Nothing in the files had mentioned a door’s worth of peculiar text, but he wouldn’t argue the point. He knew it was unlikely he had uncovered something unknown to them.

“Humor me.”

“The director wrote it,” Grace said. “These are words found written on the walls of the tunnel.”

Control took a moment to digest that information.

“But why did you leave it there?” For an intense moment the words and the rotting honey smell combined to make him feel physically ill.

“A memorial,” Whitby said quickly, as if to provide an excuse for the assistant director. “It seemed too disrespectful to take it down.” Control had noticed Whitby kept giving the mouse strange glances.

“Not a memorial,” Grace said. “It’s not a memorial because the director isn’t dead. I don’t believe she’s dead.” She said this in a quiet but assured way, causing a hush from Whitby and Hsyu, as if Grace had shared an opinion that was an embarrassment to her. Control’s careful manipulation of the thermostat meant they were sweating and squirming a bit anyway.

“What does it mean?” Control asked, to move past the moment. Beyond Grace’s obstructionism, he could see a kind of pain growing in her that he had no wish to exploit.

“That’s why we brought the linguist,” Whitby said charitably, even though it was clear that Hsyu’s presence had surprised the assistant director. But Hsyu had ever more influence as the Southern Reach shrank; soon enough, they might have a situation where subdepartments consisted of one person writing themselves up for offenses, giving themselves raises and bonuses, celebrating their own birthdays with custom-made Southern Reach–shaped carrot cakes.

Hsyu, a short, slender woman with long black hair, spoke.

“First of all, we are ninety-nine point nine percent certain that this text is by the lighthouse keeper, Saul Evans.” A slight uprising inflection to her voice imbued even the blandest or most serious statement with optimism.

“Saul Evans…”

“He’s right up there,” Whitby said, pointing to the wall of framed images. “In the middle of that black-and-white photo.” The one in front of the lighthouse. So that was Saul. He’d known that already, somewhere in the back of his mind.

“Because you found it printed somewhere else?” Control asked Hsyu.
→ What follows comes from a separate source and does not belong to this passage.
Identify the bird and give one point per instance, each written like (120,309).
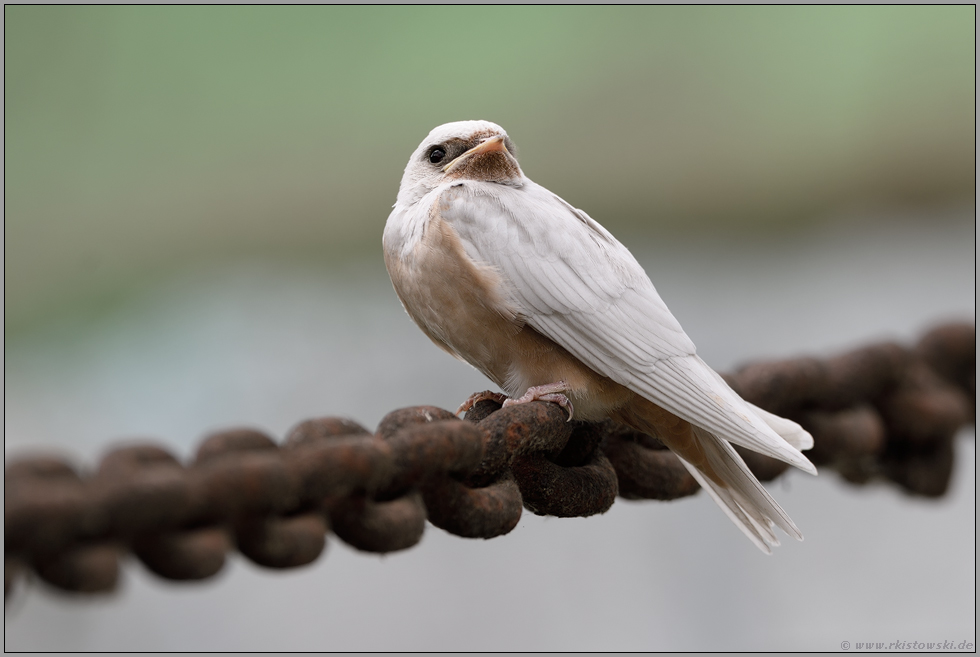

He hadn’t had time to do more than glance at the file on Evans—he’d been too busy familiarizing himself with the staff of the Southern Reach and the general outline of the situation in Area X.

“Because it matches his syntax and word choice in a few of his sermons we have on audiotape.”

“What was he doing preaching if he was a lighthouse keeper?”

“He was retired as a preacher, actually. He left his ministry up north very suddenly, for no documented reason, then came south and took the lighthouse keeper position. He’d been there for five years when the border came down.”